Did Seattle earthquake recommendations ever get done?

by: Essex Porter Updated:

Seattle’s Pioneer Square after the Nisqually earthquake on Feb. 28, 2001. (AP Photo/Stevan Morgain)
Seattle’s Pioneer Square after the Nisqually earthquake on Feb. 28, 2001. (AP Photo/Stevan Morgain)

Quick Facts: 

  • 2005 earthquake planning report gave nine recommendations for Seattle.
  • Independent Seismic Commission was not created.
  • Only 31 percent of bridges have been retrofitted.
  • Some areas have good progress, seismologists report.

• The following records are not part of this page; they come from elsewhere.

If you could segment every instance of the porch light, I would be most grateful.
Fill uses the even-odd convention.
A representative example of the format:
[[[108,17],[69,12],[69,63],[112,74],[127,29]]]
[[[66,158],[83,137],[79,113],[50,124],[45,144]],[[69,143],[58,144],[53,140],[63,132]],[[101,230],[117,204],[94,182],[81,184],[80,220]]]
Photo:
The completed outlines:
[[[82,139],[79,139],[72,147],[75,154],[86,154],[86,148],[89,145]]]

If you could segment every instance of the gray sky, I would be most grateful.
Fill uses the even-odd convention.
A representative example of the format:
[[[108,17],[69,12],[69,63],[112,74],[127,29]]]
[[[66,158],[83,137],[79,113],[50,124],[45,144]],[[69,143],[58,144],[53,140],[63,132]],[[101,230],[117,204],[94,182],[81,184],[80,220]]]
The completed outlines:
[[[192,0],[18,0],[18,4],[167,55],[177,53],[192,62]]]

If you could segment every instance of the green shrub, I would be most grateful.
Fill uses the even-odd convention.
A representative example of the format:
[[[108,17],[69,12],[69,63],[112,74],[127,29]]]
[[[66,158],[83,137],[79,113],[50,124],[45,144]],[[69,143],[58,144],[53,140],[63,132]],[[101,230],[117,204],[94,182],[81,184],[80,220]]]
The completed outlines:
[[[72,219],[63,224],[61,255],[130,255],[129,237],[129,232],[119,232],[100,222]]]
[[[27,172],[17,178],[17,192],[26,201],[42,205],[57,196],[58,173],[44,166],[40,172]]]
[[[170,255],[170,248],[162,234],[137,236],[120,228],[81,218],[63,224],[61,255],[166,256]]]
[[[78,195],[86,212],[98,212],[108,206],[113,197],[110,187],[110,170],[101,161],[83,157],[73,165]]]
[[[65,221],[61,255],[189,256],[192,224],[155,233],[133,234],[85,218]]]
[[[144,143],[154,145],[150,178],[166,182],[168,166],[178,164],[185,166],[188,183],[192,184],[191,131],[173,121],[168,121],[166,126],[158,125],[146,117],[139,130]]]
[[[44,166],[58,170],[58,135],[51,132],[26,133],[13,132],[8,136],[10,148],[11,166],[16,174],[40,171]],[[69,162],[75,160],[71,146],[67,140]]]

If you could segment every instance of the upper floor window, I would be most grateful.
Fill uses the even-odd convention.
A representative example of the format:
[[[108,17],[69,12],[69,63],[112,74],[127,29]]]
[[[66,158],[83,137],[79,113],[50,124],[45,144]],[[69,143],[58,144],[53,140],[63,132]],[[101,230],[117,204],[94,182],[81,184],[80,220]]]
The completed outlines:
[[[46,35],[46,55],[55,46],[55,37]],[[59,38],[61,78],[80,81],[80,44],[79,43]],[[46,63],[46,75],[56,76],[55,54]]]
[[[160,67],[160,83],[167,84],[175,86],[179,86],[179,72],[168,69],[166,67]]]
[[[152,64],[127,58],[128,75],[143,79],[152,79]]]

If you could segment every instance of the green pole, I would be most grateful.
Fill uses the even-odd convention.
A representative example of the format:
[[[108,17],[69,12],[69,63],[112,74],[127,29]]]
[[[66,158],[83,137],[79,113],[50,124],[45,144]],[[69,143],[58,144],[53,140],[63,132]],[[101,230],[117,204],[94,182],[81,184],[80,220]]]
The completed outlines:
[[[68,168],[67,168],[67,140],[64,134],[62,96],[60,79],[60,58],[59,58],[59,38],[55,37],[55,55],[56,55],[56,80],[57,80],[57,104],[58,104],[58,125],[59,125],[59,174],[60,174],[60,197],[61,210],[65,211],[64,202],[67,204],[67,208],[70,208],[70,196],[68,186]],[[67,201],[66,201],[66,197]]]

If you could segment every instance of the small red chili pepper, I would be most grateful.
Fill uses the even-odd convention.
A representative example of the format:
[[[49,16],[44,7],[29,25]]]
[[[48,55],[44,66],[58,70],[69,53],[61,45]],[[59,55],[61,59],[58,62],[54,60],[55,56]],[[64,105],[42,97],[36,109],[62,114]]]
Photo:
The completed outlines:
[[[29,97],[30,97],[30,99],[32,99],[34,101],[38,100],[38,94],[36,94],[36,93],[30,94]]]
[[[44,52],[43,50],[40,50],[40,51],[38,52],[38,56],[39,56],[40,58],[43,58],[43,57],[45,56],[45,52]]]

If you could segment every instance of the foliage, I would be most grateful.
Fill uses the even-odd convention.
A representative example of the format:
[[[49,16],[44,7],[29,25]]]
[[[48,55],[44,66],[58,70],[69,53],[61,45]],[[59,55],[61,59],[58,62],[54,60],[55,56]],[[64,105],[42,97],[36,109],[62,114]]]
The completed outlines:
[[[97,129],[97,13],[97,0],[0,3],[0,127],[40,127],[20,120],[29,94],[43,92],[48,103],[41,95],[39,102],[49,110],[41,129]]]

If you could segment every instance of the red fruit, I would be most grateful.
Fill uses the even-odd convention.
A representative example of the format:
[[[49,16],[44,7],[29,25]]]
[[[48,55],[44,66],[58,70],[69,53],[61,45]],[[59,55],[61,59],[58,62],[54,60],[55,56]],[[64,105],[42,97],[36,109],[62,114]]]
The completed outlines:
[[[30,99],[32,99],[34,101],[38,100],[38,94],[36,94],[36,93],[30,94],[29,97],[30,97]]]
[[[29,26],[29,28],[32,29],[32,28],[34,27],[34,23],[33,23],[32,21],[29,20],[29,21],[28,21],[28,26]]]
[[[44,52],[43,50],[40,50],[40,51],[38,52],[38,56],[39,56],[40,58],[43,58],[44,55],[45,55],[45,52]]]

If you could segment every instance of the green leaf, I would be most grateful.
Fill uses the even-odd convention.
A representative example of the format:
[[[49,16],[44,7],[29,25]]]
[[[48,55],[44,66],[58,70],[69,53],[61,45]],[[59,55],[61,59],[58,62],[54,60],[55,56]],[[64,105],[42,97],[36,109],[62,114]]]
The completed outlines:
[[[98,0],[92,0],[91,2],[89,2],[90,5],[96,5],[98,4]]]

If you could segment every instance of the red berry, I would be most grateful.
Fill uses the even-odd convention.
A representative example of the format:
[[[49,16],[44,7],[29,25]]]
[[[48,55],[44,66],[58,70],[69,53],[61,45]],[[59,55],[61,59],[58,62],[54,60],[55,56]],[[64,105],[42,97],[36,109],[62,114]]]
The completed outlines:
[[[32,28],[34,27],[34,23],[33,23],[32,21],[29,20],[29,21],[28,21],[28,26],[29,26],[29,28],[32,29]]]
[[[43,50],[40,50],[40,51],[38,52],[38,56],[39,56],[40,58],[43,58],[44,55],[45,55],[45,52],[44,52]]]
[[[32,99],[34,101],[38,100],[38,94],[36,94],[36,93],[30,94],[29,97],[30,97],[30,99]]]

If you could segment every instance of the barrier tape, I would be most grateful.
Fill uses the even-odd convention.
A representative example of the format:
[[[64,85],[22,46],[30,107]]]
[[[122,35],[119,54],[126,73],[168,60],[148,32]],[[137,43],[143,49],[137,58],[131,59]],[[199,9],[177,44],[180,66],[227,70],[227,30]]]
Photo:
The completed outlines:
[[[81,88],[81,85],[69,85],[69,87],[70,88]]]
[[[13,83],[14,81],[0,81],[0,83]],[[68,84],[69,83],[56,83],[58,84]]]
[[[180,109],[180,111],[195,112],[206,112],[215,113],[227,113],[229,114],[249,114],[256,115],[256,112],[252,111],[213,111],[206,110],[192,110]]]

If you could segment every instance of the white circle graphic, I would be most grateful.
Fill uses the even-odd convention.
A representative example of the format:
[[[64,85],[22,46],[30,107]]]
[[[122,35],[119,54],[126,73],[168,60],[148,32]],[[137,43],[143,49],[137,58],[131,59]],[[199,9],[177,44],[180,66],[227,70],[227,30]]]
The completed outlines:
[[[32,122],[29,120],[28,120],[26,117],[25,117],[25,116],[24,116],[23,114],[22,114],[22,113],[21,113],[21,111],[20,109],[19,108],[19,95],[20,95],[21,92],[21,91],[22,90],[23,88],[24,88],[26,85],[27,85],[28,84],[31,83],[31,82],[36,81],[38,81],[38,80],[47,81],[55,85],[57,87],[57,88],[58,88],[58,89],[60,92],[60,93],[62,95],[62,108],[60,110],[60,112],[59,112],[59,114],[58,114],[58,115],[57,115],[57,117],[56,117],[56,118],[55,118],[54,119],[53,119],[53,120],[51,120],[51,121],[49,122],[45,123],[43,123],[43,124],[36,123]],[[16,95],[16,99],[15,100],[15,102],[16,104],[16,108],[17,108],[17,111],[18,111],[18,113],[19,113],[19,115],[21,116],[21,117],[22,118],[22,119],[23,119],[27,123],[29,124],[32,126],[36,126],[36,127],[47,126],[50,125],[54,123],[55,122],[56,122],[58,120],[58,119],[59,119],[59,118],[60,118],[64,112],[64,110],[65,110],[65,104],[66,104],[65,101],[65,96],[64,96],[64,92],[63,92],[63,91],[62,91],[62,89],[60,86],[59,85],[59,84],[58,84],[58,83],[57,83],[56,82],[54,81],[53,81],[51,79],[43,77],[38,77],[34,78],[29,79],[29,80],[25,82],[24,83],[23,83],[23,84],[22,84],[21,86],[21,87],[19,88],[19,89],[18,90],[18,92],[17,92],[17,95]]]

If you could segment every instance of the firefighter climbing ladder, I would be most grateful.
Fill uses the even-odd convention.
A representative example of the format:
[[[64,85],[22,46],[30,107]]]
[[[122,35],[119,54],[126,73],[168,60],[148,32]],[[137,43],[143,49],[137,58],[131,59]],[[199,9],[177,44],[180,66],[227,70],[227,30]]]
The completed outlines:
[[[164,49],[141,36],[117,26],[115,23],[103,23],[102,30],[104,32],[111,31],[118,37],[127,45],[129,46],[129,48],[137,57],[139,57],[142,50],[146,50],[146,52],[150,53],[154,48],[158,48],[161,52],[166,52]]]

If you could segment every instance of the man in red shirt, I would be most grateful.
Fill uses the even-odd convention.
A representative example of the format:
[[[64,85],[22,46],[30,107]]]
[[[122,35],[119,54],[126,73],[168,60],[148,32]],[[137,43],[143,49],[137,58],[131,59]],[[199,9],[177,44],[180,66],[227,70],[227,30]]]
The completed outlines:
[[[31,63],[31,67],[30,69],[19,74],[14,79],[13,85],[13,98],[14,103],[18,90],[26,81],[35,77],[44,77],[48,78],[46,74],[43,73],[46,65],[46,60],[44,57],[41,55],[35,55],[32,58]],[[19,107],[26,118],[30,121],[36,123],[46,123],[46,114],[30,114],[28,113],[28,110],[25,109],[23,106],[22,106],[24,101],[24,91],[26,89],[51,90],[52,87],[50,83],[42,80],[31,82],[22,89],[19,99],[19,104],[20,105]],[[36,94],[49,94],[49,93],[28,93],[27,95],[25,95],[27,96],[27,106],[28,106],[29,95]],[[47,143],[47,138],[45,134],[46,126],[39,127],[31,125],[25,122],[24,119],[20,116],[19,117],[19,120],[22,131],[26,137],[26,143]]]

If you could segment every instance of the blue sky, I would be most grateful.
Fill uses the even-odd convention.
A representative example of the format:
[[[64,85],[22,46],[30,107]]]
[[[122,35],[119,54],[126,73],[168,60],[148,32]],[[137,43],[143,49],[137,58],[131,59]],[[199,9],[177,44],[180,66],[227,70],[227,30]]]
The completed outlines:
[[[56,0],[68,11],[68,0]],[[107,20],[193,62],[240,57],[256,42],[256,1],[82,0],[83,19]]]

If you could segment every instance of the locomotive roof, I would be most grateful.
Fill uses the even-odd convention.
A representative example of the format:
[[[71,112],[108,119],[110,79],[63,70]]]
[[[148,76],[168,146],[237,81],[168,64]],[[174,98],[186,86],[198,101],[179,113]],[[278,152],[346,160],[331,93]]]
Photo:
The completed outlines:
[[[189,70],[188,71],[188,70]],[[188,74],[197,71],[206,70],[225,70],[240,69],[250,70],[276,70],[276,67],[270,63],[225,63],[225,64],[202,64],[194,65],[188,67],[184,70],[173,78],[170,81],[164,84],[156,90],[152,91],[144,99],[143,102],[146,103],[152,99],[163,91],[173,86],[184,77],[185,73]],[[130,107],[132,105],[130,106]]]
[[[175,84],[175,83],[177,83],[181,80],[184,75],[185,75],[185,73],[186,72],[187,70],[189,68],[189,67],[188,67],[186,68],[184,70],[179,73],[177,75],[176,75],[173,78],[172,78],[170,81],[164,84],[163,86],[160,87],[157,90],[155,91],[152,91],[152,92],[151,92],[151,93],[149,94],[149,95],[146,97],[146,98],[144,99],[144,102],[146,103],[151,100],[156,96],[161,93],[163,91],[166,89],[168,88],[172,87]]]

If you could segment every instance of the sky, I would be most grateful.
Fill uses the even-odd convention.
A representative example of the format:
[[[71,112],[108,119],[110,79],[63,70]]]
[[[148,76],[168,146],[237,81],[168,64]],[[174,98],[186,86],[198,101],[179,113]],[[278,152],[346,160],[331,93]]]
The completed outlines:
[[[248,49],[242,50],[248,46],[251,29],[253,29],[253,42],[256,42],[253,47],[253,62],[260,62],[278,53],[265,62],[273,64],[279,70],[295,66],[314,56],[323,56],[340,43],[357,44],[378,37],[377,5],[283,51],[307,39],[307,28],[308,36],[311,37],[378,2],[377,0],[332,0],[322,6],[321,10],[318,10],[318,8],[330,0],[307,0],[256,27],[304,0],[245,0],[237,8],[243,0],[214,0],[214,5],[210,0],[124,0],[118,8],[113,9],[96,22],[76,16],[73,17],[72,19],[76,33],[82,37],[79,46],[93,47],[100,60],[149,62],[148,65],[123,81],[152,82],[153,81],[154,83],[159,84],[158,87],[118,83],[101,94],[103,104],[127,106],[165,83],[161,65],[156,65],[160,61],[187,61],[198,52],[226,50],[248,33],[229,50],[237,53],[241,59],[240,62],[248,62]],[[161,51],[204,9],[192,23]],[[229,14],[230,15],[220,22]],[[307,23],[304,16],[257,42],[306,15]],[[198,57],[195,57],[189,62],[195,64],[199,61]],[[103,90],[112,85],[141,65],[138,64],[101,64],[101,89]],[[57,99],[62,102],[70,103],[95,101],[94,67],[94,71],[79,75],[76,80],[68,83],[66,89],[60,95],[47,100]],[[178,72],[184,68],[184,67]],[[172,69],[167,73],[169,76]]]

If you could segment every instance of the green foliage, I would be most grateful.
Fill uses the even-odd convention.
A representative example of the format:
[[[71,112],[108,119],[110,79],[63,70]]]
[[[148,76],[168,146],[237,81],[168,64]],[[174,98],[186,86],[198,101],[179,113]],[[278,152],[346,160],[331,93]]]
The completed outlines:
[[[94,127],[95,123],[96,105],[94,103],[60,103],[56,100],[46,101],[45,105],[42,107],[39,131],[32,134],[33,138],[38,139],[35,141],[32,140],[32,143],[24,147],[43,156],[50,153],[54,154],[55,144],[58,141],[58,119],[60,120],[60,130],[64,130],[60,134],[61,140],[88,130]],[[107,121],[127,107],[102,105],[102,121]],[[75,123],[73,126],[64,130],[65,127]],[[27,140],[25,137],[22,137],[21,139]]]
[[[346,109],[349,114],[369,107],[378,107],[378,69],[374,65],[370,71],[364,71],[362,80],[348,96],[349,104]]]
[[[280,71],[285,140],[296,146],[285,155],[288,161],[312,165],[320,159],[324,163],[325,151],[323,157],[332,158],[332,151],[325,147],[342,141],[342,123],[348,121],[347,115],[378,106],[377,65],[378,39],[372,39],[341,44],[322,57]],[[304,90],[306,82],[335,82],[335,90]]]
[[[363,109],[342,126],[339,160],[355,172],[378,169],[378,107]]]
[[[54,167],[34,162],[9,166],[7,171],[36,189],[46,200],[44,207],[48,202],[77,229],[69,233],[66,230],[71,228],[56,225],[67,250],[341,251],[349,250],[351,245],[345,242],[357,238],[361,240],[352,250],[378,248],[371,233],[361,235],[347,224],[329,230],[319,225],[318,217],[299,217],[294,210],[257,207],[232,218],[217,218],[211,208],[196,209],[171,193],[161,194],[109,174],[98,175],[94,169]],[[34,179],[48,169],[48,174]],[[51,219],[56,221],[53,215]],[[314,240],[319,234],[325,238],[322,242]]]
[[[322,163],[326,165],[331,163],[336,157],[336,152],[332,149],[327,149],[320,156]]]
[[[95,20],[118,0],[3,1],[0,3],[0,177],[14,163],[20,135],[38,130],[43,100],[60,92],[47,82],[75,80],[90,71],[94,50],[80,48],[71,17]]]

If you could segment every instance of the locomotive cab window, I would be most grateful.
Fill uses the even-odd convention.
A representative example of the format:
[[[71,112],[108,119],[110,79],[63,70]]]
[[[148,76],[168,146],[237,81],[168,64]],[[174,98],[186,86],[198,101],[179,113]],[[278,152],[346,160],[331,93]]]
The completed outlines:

It’s been more than nine years since a major earthquake report issued nine priority recommendations to improve earthquake safety in Seattle.
 
But money and politics have kept the recommendations from being implemented fully. 
 
KIRO 7 found the recommendations in a June 2005 report titled “Scenario for a Magnitude 6.7 Earthquake on the Seattle Fault,” co-authored by the Washington State Emergency Management Division.  
 
The first recommendation was for an independent seismic commission to report to the governor, but instead a lower level subcommittee was created.
 
The committee recommended incentives to retrofit buildings, but the city of Seattle still has more than a 1,000 buildings with unreinforced masonry that can collapse onto the street in a quake.  
 
While the State Route 520 Bridge and the Alaskan Way Viaduct are being replaced because they are vulnerable to quakes, the State Department of Transportation said just 31 percent of the 913 bridges that need to be retrofitted have been done.
 
University of Washington seismologists report good progress on the recommendation to expand the Pacific Northwest Seismographic Network, but say much work still needs to be done before it can provide citizens with early warning of earthquakes.